The Executive Board of the International Monetary Fund (IMF) will meet this Thursday to discuss the third review of Argentina’s agreement with the agency, a source with knowledge of the matter told the Herald. If approved, that would mean that the country would have access to about US$6 billion that will be used to repay the agency.
As is protocol, earlier this month the IMF staff and the Argentine authorities reached a staff-level agreement on the review of Argentina’s 30-month Extended Facility Fund (EFF) arrangement for US$44 billion. This deal was approved in March under the current national government after renegotiating the debt then-president Mauricio Macri assumed in 2018 with the organization.
The Economy Ministry has taken the approval for granted and is currently completing a wire of some US$ 2,5 billion to the IMF to be sent in the following days.
However, at the end of last week, the Executive Board released a report in which they informed the IMF will not change its policy on surcharges, a claim the Argentine government started making two years ago.
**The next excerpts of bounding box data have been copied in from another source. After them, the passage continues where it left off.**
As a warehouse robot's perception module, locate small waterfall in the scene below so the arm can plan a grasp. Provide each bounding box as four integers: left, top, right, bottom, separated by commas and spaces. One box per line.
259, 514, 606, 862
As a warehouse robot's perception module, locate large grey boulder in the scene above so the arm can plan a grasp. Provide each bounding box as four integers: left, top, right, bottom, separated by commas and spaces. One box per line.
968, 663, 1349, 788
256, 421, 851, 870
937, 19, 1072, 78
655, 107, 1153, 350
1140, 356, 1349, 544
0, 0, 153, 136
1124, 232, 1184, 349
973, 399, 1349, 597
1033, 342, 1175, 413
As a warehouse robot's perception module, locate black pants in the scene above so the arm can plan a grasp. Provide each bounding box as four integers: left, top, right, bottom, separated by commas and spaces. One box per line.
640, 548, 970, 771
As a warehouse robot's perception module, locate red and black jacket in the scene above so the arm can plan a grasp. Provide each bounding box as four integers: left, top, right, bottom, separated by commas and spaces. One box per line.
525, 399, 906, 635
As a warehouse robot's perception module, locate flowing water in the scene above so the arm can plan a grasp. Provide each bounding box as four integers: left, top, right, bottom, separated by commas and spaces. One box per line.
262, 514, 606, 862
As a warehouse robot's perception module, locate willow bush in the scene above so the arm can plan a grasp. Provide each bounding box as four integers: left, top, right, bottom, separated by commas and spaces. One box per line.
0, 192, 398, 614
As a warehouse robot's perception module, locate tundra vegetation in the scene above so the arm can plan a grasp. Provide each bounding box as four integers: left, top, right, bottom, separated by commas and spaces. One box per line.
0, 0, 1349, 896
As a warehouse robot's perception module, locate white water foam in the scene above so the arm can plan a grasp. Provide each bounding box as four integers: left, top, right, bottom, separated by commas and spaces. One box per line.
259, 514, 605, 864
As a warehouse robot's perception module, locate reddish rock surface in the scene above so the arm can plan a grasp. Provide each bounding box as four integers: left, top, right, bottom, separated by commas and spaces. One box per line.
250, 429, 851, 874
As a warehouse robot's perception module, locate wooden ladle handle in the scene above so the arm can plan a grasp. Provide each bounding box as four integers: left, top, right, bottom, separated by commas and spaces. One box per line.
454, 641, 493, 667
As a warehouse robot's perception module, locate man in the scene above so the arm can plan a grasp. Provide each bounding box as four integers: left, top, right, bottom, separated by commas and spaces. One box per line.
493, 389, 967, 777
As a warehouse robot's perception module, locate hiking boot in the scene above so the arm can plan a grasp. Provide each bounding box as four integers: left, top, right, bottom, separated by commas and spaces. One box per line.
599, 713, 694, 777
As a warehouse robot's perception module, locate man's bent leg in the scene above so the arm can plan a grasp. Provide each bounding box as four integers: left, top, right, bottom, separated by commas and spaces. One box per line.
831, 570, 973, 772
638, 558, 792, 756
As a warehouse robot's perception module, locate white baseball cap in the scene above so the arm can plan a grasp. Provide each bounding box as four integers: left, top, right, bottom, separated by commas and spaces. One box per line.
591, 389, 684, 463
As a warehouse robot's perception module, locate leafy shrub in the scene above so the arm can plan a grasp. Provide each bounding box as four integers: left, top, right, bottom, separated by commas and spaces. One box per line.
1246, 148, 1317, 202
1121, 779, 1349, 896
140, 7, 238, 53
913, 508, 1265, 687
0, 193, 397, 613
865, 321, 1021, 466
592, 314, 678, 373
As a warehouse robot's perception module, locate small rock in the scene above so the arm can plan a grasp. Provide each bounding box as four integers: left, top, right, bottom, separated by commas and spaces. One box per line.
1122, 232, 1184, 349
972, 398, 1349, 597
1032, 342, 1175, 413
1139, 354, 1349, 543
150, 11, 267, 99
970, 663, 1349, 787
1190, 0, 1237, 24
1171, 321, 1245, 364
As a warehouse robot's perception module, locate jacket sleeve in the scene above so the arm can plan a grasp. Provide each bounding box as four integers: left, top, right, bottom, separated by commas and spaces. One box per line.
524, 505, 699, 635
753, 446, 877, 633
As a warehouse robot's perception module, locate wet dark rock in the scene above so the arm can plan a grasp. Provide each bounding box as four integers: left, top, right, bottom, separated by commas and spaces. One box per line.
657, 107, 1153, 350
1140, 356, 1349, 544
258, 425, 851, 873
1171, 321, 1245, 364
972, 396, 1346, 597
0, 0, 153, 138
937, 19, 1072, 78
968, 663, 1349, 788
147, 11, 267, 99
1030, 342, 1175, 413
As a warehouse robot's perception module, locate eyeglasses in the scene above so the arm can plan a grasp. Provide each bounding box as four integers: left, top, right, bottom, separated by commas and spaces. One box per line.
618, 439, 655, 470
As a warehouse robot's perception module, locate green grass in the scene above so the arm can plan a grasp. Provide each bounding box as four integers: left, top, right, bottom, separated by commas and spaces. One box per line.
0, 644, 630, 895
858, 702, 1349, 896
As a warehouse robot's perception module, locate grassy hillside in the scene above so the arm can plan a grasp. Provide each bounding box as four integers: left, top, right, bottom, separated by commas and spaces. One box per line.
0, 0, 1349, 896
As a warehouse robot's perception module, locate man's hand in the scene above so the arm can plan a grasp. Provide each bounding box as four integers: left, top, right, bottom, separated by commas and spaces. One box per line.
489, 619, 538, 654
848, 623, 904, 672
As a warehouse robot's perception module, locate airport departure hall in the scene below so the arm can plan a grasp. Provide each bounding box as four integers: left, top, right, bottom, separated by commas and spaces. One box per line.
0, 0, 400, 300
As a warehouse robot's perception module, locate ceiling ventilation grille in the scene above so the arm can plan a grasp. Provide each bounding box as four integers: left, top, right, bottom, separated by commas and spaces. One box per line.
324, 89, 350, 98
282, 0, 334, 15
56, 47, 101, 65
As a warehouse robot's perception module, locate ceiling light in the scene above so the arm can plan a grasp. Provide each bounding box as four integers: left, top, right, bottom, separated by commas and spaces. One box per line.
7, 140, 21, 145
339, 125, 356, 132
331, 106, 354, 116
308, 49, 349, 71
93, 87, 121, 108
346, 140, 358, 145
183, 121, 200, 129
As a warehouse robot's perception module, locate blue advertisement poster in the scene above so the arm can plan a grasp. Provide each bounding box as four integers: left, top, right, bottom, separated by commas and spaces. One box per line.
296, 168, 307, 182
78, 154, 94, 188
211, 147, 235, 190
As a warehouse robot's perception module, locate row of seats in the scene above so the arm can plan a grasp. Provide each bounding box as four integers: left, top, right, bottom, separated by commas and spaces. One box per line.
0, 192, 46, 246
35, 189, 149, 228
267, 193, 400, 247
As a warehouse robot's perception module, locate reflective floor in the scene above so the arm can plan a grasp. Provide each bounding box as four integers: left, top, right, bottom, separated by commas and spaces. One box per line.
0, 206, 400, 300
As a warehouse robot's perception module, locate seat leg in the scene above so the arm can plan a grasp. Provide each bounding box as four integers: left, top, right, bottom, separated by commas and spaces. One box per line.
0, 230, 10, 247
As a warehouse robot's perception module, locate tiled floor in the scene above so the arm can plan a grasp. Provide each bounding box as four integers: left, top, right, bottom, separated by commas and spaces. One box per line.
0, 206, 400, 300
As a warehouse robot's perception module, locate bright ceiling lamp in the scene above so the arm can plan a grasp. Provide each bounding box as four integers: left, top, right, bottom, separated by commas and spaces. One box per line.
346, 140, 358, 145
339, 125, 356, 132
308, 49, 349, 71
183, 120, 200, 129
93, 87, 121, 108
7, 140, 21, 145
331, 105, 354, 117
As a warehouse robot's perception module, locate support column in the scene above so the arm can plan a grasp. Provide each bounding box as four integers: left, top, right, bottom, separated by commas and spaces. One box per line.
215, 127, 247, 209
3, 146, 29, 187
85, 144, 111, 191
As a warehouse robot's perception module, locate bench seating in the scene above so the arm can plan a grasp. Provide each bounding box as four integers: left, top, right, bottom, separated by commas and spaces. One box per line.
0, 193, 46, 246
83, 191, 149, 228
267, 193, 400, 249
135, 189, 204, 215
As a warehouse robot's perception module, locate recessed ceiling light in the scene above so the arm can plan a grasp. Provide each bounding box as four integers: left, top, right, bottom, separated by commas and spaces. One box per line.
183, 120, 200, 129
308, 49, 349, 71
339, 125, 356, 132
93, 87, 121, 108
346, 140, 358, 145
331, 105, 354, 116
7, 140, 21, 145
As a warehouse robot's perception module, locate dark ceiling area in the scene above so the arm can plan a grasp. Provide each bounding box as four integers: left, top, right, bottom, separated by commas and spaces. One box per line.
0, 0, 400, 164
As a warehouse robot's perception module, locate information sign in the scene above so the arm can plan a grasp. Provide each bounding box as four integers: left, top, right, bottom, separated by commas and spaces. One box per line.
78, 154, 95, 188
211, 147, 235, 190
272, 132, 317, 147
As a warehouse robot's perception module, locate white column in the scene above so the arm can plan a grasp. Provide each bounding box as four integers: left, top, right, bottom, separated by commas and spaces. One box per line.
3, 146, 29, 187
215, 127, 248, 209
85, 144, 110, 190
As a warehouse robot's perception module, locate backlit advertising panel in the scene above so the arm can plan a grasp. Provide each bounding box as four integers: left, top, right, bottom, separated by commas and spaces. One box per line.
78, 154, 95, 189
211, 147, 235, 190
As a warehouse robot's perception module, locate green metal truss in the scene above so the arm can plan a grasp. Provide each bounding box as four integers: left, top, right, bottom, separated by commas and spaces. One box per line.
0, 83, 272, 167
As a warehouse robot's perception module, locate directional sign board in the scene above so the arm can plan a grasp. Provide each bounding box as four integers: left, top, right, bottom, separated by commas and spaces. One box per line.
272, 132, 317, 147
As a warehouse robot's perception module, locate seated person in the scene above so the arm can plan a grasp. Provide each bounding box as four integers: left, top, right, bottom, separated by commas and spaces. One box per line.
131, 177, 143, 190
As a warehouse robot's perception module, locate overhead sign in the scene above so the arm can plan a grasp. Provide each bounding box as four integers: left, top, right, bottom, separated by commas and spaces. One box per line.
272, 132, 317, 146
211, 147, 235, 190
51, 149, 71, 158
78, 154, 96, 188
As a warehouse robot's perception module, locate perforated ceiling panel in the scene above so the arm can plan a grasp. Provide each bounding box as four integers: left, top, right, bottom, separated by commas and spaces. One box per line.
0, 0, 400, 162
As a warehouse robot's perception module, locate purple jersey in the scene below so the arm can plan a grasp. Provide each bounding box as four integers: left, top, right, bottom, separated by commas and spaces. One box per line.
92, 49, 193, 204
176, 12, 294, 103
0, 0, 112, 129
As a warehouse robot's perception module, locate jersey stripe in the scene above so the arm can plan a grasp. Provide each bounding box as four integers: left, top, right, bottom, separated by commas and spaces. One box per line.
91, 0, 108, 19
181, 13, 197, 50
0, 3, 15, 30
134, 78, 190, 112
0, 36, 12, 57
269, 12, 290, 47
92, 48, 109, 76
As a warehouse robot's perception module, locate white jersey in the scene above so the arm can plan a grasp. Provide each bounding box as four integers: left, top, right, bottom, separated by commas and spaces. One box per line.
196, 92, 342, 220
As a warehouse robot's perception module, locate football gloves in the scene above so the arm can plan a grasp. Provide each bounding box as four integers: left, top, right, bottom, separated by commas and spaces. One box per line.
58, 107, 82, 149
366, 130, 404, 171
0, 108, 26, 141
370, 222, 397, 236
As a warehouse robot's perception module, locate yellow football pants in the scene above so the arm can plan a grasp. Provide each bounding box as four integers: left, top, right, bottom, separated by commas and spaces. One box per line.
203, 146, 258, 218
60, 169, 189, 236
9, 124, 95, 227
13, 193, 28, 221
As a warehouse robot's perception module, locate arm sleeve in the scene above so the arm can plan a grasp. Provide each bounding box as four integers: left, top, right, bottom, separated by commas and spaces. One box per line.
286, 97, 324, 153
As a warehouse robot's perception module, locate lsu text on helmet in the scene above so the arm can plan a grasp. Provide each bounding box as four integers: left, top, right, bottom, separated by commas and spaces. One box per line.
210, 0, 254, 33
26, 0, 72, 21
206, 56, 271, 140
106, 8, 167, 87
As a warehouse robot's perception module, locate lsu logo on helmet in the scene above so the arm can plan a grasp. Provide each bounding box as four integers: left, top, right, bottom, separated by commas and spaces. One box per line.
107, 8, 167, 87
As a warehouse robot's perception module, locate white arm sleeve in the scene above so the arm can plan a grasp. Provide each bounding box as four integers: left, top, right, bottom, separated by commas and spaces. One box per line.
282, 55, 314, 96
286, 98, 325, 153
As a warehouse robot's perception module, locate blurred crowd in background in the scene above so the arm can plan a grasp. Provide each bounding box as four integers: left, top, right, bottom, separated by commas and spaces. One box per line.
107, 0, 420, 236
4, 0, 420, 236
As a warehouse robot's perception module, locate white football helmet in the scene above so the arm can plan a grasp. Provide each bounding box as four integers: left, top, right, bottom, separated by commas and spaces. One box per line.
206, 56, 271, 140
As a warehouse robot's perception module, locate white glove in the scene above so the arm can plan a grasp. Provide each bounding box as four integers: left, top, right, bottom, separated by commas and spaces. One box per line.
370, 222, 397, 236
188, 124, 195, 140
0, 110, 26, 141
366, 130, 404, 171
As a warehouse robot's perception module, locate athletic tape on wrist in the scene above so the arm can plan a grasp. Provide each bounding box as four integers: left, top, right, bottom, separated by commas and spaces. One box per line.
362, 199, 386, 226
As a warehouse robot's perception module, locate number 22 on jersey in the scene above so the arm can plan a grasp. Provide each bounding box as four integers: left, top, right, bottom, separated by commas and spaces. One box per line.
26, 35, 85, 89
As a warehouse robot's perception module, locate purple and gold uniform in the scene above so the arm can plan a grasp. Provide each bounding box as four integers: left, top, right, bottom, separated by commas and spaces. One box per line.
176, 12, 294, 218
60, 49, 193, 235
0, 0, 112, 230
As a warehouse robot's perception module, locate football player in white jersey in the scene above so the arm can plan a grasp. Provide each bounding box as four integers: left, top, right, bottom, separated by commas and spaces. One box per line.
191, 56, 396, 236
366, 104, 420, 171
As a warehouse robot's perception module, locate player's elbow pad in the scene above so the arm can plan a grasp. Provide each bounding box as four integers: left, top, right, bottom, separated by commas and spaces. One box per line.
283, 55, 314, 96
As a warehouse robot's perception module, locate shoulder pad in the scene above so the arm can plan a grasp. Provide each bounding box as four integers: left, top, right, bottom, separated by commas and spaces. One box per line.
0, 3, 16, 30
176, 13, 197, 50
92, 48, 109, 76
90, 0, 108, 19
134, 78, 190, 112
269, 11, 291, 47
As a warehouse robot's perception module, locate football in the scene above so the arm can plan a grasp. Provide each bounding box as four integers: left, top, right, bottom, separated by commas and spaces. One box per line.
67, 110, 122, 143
The IMF’s surcharges represent an increase in a debt’s interest rate when a country takes a loan that exceeds its allowed quota by 187.5%. For Argentina, whose obligations to the agency are an equivalent of 1000% of its quota, it represents a duplication of the debt’s interests or some US$ 1 billion a year.
Last November, after Argentina’s insistence on the matter, the G20 demanded a change in the surcharges policy. And in its last meeting, according to the official report, most IMF directors “were open to exploring temporary surcharge relief to help borrowing members free up resources to address the health and economic challenges posed by the pandemic”. A few of them even supported a “change in policy”. However, other representatives “did not see merit in exploring such options at this stage”. Their argument was that the average cost of borrowing from the IMF “remains significantly below market rates”. They also stressed the “critical role of surcharges” in the financial agency’s “ risk management framework” and in keeping “its role of global lender of last resort”.
Surcharges, according to the IMF, represent “about 45 percent of operational income”. Also,in 2021, the top five surcharge payers –which include Argentina and war-torn Ukraine– account for 95 percent of the Fund’s total surcharges income.
The IMF also sees a risk related to Argentina’s debt. “Concentration to a single borrower has never been so high in recent peaks of the credit cycle,” they analyzed. The country currently has 38% of the agency’s total credit and, according to the IMF, “Argentina’s social, economic, and financial situation remains very fragile”.
Meanwhile, Economy Minister Sergio Massa is focusing his efforts on the IMF contemplating the additional costs the war on Ukraine has has on Argentin. He estimates it amounts approximately to US$ 6 billion. According to journalist Liliana Franco, IMF director Kristalina Georgieva told president Alberto Fernández that this claim has a better chance to come to fruition than the one about surcharges.